"Those seedling hollyhocks we put out last spring, Taliaferro, make a good show. They'll bloom this year," from Auntie. "So'll these Canterbury bells I brought down from the Buxton's garden, bloom for the first time. I want to put in quite a good deal this spring with a thought to next fall, dahlias and astors and cosmos and salvia in plenty. I don't know anything that comes at a time you're more grateful to 'em, than the late-blooming things in the fall."

"Look at these he'ah lockspuhs, Miss Ann 'Liza," from Uncle Taliaferro direfully. "Same thing as las' yeah. Worm right at the root of ev'ey pesky las' one. Never did have no faith in that wood-ashes you's so sure about, myse'f."

Flowers take patience and faith, and tendance and waiting. Would she, Selina, looking down on the little backyard and these two patient workers in it, ever come to a place like Auntie, where she could care for them enough to center time and hope and affection in them?
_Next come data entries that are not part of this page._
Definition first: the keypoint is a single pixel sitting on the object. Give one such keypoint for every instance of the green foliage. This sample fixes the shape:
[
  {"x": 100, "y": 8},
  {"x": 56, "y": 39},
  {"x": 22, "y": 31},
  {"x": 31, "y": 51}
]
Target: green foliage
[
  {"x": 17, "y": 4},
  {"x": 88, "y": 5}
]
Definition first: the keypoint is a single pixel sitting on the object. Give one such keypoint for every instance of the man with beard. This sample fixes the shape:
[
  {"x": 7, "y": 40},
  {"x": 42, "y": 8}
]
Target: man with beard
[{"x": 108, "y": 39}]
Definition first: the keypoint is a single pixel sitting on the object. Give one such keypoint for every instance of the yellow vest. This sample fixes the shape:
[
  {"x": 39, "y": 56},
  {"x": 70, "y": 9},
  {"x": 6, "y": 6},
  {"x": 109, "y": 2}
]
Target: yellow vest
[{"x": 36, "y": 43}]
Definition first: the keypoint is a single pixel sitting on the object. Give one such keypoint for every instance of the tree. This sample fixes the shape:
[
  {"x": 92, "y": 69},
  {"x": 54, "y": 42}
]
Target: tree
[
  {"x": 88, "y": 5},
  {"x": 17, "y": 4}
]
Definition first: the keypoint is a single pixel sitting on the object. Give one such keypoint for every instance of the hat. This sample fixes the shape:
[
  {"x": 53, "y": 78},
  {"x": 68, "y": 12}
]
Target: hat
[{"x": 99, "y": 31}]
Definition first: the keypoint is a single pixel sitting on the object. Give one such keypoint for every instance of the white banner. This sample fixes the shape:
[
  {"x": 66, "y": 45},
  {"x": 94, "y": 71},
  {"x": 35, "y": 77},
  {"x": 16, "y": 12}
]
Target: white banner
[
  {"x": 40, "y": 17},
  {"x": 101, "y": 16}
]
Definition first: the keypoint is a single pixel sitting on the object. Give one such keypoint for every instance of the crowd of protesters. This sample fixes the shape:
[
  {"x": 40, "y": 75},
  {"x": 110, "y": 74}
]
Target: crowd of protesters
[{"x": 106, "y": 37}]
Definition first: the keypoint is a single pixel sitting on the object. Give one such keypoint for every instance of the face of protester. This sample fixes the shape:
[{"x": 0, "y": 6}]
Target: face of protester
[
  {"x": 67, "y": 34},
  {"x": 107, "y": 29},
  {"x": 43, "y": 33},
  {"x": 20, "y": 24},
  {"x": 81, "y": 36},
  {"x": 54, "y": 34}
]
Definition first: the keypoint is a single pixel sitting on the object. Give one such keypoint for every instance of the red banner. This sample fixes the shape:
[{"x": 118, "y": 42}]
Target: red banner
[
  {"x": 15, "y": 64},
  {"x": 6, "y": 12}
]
Never! Never! She threw her arms out in refutation of any such surrender in herself!

"Flowers take patience and faith, and tendance and waiting."

Which brought to her mind that she promised Mamma and Auntie answers to certain pleas from both of them before another week-end. And at this her hands clenched in further refutation, this time of their claims. For wherever and however she arrived now, it was going to be through truth and for herself! Undoubtedly she would have to hurt Mamma and hurt Auntie, which last was even harder, but at least she would be honest in doing it.

Passionately she put on her hat and jacket again and left her room and hurried down the stairs and out of the house. The show and feel of late April were everywhere, in the green of the lawns, in the buds of the shrubberies, in the unfolding blooms of the magnolia trees, in the soft languor of the dusk already falling.

Three blocks away Selina turned in at the brick rectory next the church she had gone to all her life.